Desde el municipio manifestaron su rechazo a la decisión y destacaron el rol histórico que cumplió el INTA en la localidad. A través de un comunicado, recordaron que durante casi seis décadas los profesionales del organismo trabajaron junto a productores rurales para mejorar los sistemas productivos, promover prácticas sustentables y fortalecer el desarrollo regional.

Las autoridades locales también resaltaron la importancia de iniciativas como Pro Huerta, que permitió a numerosas familias complementar sus ingresos mediante la producción de alimentos, además de fomentar la seguridad alimentaria en distintos sectores de la comunidad.

En ese contexto, cuestionaron el proceso de reducción de estructuras que atraviesa el organismo y advirtieron sobre las consecuencias que podría tener el debilitamiento de la presencia territorial del INTA en el interior del país. Asimismo, solicitaron que, en caso de concretarse el cierre definitivo, el edificio donde funciona la agencia permanezca bajo control comunitario y continúe siendo utilizado para actividades de interés público.

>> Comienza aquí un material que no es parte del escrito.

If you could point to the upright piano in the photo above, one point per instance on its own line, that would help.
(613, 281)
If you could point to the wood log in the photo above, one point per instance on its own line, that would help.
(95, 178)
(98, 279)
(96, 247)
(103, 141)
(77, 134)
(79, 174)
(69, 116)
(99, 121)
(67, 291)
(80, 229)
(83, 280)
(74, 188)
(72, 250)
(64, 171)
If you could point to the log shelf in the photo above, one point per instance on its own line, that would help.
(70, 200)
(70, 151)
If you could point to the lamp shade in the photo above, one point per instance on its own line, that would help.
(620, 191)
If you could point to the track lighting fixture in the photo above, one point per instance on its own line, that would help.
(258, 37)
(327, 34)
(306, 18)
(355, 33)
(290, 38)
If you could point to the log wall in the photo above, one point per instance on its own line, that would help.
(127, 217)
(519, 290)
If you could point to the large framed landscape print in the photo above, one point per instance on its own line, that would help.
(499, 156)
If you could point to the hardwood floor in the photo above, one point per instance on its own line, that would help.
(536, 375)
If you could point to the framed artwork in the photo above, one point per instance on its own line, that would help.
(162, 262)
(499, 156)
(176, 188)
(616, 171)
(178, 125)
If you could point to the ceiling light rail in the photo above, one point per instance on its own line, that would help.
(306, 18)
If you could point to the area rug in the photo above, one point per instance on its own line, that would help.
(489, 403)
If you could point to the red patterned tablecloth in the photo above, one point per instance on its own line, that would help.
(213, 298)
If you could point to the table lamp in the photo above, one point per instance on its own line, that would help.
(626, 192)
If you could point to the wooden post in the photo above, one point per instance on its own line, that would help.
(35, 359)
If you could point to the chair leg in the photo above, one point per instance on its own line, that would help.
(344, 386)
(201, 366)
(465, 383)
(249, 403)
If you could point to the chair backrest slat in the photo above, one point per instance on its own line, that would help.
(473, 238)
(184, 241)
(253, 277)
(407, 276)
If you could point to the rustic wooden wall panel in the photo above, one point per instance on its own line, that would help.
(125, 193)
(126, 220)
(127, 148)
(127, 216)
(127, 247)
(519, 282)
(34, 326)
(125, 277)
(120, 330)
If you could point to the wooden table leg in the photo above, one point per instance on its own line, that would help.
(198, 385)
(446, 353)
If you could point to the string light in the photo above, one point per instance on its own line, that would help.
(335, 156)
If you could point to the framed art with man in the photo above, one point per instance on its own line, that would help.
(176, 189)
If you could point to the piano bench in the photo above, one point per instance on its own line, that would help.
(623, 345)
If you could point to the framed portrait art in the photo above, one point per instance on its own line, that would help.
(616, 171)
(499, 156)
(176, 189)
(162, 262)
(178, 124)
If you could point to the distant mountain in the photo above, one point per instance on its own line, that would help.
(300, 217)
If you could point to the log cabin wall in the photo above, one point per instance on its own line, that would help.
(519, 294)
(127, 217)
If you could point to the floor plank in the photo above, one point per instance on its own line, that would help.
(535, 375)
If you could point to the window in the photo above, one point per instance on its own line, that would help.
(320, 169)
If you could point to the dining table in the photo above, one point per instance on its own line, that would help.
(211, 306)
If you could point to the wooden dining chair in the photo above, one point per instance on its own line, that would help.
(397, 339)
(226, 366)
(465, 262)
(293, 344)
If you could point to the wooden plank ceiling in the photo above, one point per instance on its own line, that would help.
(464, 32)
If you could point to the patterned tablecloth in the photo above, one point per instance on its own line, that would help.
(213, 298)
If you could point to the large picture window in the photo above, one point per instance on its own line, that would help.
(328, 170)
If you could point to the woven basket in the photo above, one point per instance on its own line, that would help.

La situación se desarrolla mientras crece la controversia judicial en torno al futuro del organismo. Días atrás, la Justicia Federal hizo lugar a una presentación realizada por la Asociación Trabajadores del Estado (ATE) y ordenó suspender los efectos de una resolución que habilitaba modificaciones estructurales dentro del INTA.

La medida cautelar impide avanzar, por el momento, con la eliminación de dependencias, traslados de personal, pases a disponibilidad y otras acciones vinculadas al proceso de reorganización institucional. El fallo remarcó la importancia de las tareas de investigación, asistencia técnica y transferencia tecnológica que desarrolla el organismo, especialmente en áreas vinculadas al fortalecimiento de las economías regionales y la agricultura familiar.

Mientras tanto, en Brinkmann crece la incertidumbre sobre el futuro de una institución considerada clave para el desarrollo productivo de la región y cuyo eventual cierre es interpretado por distintos sectores como una señal del profundo impacto que el ajuste estatal está teniendo sobre el sistema científico y tecnológico argentino.